There are some comments presented in the structures view that informs us of how we can use the structures window. To create a structure, we can press the Insert key, while the Del key deletes a structure. We want to press the Insert key to insert a new structure. Upon doing that, the following dialog box will pop-up:

We need to enter the name of the structure, which is only the letter ‘s’ and press OK. A new empty structure will be added to the Structures windows as can be seen on the picture below:

To add members to the data structure, we must position our cursor to where we want the structure to be and press the letter ‘d’. We must then press the letter ‘d’ as long as the added member isn’t the required size as it should be. Afterwards, we can right-click the name, which is by default field_0 and change its name to something else. Using that approach, we must add all members of a certain structure, which in our case are the variables x, y, z and ‘value’. We must also ensure the proper alignment of all the fields in the array. At the end, we can even collapse the structure with the minus ‘-‘ sign to represent it in one line; the opposite operation of that is to expand the structure by pressing the plus ‘+’ sign. There is an easier way to create a structure in Ida – we can import the structure written in C/C++ programming language itself by importing the header file into Ida. We can do that by first creating the header file, which will contain only the defined structure itself and nothing else. Then we need to go to File – Load File – Parse C Header File and choose the created header file. Ida will parse and import it and then display the following notification window:

The window tells us that the structure was successfully imported. After that, we should go to the Structures window and Insert a new structure with the same name as what we imported from the header file. This will actually add the structure among all the structures in the executable. We can see the structure ‘s’ being added to the structure window below:

To use the structure in the disassembly listing, we have to double click on the offset that is being used to reference different members of the structure.
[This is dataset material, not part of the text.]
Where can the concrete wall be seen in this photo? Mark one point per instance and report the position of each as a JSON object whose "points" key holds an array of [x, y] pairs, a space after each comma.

Let’s take a look at the following program disassembly:

In the picture above, it’s already evident that we renamed the offsets that reference different members of the structure into x, y, z as valueH and valueL. After that, we should double-click on the variable x to be thrown at an actual stack frame memory address (this can be a memory allocated in any section) as follows:

Then we should select the first variable of the structure, in this case variable x, and select Edit – Struct Var. This will display a list of known structures within the executable. In our case, only the imported structure ‘s’ is known, as we can see on the picture below:

The structure will be applied to the current address and will consume as many bytes as the size of the structure. This is why we must always select the first member of the structure, because the structure will be applied to that memory address and its corresponding higher memory addresses. After the structure is applied to the current memory address, the disassembly will look like the picture below:

We can see that it was worth it, because now the disassembly view is much clearer and easier to read. Notice that we now have a local variable named mystruct that is used later by the function to reference different members inside it. Conclusion We’ve seen how structures are reverse engineered in Ida debugger and how to recognize them. But what is more important is the fact that we’ve looked at how to import the structures in Ida and apply them to memory locations, which automatically updates the disassembly view to make it more readable and easier to understand. We should also keep in mind that Ida applies known structures from various system libraries to the executable by default when being analyzed. Usually, different structures are used in different API functions that are part of the system. All the recognized structures will also be added to the structures window, which we can use throughout the program analysis. References [1] Chris Eagle, The IDA Pro Book: The unofficial guide to the world’s most popular disassembler.